Speaking for myself and not my coauthors here: It’s flattering you think our results are too good, though I’m not sure that was the intent of your comment :) I think the results would be interesting even if we over/undershot existing estimates by 10x. We find two important results, which are true regardless of our estimates’ alignment with the literature: scale seems to be necessary for much of the perceived algorithmic gains, and scale-dependence makes the framework for measuring these gains behave strangely. Those two facts are worth considering in their own right, and are true for even modest differences in scaling exponents across architectures.

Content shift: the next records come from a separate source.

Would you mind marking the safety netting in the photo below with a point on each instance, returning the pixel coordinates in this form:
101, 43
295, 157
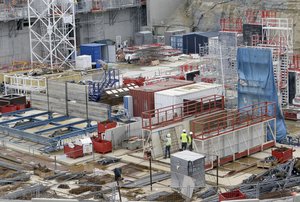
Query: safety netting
257, 84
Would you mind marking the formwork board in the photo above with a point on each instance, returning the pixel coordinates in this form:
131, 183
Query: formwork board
70, 90
233, 142
96, 111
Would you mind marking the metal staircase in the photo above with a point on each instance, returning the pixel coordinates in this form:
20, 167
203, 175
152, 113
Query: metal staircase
108, 80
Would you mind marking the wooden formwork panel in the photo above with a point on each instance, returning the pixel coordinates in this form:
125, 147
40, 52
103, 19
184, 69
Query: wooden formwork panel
206, 122
94, 111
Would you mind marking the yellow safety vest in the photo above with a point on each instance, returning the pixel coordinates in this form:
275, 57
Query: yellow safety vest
169, 141
189, 139
184, 137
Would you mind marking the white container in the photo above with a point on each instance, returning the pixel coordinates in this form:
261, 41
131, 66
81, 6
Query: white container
178, 95
83, 62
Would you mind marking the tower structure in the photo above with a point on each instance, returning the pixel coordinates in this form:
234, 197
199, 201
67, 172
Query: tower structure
52, 32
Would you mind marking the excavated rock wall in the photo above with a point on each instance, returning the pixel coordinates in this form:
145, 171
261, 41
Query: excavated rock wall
204, 15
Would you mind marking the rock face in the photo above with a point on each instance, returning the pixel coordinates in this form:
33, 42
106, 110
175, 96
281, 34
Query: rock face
204, 15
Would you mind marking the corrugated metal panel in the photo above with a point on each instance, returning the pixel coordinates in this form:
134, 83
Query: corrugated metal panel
191, 92
143, 97
192, 41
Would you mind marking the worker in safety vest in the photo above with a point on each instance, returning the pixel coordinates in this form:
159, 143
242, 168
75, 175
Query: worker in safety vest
168, 141
184, 139
190, 141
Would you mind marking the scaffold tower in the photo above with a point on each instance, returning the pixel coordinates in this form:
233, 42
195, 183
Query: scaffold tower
52, 32
278, 35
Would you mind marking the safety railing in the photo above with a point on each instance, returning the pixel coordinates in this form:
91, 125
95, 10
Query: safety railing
165, 116
218, 124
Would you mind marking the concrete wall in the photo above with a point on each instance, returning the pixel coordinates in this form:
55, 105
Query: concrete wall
158, 11
122, 132
14, 44
97, 26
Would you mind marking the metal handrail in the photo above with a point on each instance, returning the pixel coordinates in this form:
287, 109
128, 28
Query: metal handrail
235, 120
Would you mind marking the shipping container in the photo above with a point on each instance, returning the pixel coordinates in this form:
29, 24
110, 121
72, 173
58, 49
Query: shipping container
93, 49
143, 97
169, 34
83, 62
192, 41
185, 94
176, 42
250, 30
230, 39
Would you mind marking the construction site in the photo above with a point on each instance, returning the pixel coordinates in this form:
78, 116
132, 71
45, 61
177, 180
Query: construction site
149, 100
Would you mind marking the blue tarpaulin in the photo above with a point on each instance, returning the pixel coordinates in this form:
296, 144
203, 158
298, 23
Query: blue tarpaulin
257, 84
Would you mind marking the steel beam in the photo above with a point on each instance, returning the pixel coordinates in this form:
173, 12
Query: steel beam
16, 112
24, 117
61, 126
41, 123
24, 135
75, 133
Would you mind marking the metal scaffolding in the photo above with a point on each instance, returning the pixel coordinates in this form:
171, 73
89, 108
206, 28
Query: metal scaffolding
218, 65
277, 34
21, 84
52, 32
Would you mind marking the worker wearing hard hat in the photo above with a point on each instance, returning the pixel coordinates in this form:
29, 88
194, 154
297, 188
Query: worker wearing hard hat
168, 141
184, 139
190, 141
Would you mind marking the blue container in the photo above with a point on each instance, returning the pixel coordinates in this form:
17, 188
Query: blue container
192, 41
93, 50
176, 41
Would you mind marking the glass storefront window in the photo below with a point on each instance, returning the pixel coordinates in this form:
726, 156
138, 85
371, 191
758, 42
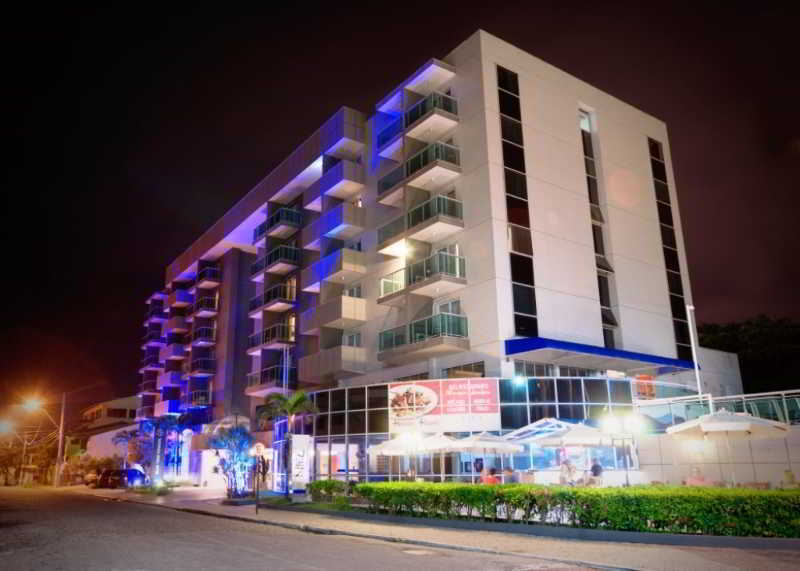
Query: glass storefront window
596, 390
356, 398
513, 390
338, 423
357, 422
541, 390
378, 397
378, 421
338, 400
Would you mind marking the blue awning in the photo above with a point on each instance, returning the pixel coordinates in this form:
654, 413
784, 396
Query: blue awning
572, 354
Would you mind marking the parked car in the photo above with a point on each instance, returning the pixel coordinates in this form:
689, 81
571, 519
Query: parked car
128, 478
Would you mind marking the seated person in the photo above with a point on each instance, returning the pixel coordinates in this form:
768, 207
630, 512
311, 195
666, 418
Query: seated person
491, 477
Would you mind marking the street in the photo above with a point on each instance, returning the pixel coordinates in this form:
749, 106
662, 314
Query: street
46, 529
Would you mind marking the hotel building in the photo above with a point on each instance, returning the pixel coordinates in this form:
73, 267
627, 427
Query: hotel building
492, 218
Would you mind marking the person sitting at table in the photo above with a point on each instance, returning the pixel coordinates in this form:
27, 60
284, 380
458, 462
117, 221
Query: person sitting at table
568, 475
491, 477
510, 476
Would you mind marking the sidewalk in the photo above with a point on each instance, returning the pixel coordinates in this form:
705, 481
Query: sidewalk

It is reaffirming that we recover so much of the other estimates, but strictly speaking, we could have found way more or way less, and our results would still raise important points.
Lastly, I think our results don’t point to “better data has made all the difference.” It really points to “a lot of new, specific things lead to a lot of new, specific differences in capabilities, and it’s hard to count those up using the same units.” I think that’s a really important (and difficult) direction for further research, which may shed light on how important data has been!
Thanks, I’ll edit the post to note I misinterpreted the paper.